Talking of Chinese investments in our tech space, investments have seen a massive spike in recent times. A report published by Gateway House, a think tank associated with the Indian Council on Global Relations, estimates $4 billion of Chinese tech investment in Indian startups. The Alibaba Group alone has strategic investments in Big Basket ($250 million), Paytm.com ($400 million), Paytm Mall ($150 million), Zomato ($200 million) and Snapdeal ($700 million). Similarly, another Chinese group, Tencent Holdings has its investment in Indian firms like Byju’s ($50 million), Dream11 ($150 million), Flipkart ($300 million), Hike Messenger ($150 million), Ola ($500 million) and Swiggy ($500 million). Additionally, these Chinese firms are not the sole owner of these platforms, many Indian and non-Chinese investors hold a majority of the control in most of these companies, making it difficult to classify them as Chinese or non-Chinese. These insights negate any immediate ideas of rhetorical boycott calls without acknowledging the associated benefits India reaps from this relationship.

Trade data also goes on to demonstrate that India exports less to China (mainly raw materials) and imports more (mainly electronics and other manufactured goods which are in high demand). Statistics reveal that India’s pharma sector has a critical dependence on Chinese imports used in drug manufacturing. India’s potential to manufacture Hydroxychloroquine (HCQ) which was in great demand recently as a possible cure to COVID-19, greatly depends on the Active Pharmaceutical Ingredients (APIs), or the raw materials used in the manufacture of these medicines or formulations. With China being one of the leading producers and sellers of APIs to the rest of the world, this raises an alarm for us before we start boycotting Chinese products.

Of course, China also aspires for having new markets for its manufactured goods, and India is one of those new markets where its electronic goods, especially smartphones, have found a large market. But, China can have also set its eyes on other emerging markets in other Asian countries and even in Africa. It is also trying to create a market for its goods in Europe.

One step at a time

The rhetorical calls of boycott without working on logic will not buy us our tall claims of self-reliance or Atmanirbhar Bharat, a pragmatic blueprint needs to be put in place. A mechanism of import substitution needs to be worked out by creating such product alternatives which can compete both in quality and cost against the Chinese products. Low R&D expenditure, especially from the private sector, is a key challenge facing the innovation ecosystem in India. The latest R&D Statistics released by the National Science and Technology Management Information System (NSTMIS) of the Department of Science and Technology (DST) show that while R&D expenditure in India tripled in the period from 2004-05 to 2014-15, its size as a percentage of GDP remained at 0.7 per cent. This is very low compared to the 2 per cent and 1.2 per cent spent by China (for 2015) and Brazil (for 2014) respectively. Countries like Israel spend as much as 4.3 per cent of their GDP on R&D This makes it imperative to think about resource allocation and invest in research and development which in turn will equip our industries with the requisite tech & skill to fight this trade battle.

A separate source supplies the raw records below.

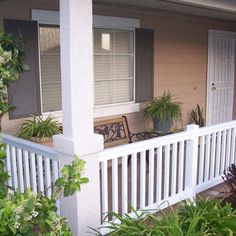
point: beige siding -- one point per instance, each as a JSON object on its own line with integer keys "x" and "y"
{"x": 181, "y": 47}
{"x": 180, "y": 50}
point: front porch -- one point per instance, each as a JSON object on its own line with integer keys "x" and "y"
{"x": 162, "y": 171}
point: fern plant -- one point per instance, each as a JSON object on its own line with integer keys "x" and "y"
{"x": 197, "y": 116}
{"x": 39, "y": 128}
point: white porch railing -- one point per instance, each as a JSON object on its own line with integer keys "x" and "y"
{"x": 30, "y": 165}
{"x": 165, "y": 170}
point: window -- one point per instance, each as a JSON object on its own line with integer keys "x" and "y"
{"x": 113, "y": 63}
{"x": 113, "y": 66}
{"x": 50, "y": 68}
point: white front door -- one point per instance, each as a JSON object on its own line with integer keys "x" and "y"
{"x": 220, "y": 78}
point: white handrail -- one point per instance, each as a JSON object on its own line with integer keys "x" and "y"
{"x": 30, "y": 146}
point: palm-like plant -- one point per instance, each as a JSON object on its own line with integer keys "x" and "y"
{"x": 164, "y": 109}
{"x": 39, "y": 128}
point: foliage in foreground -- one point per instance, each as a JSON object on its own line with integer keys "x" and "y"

Thirdly, the Foreign Direct Investment (FDI) regulations also need to be further liberalized. India receives only 25 per cent of the FDI that China gets and only 10 per cent of what the USA receives. An increase in the levels of FDI may provide the necessary nudge to our Industrial sector to surge towards better productivity and efficiency.

Way Ahead

Jingoism and hyper-nationalism can never provide a solution to the problems that stare us in our face and hence efforts should be made to resolve regional disputes through dialogue and consultation. This makes it imperative to maintain close exchanges at the highest levels to iron out differences as and when they pop up. Increasing mutual investments and encouraging Indian companies to participate in the China International Import Expo will strengthen the bonds of relations between these two economic giants. We must acknowledge that China has a strategic role to play in India’s growth and COVID-19 taught us that the effects of any battered economy affect us all collectively in a globalised era.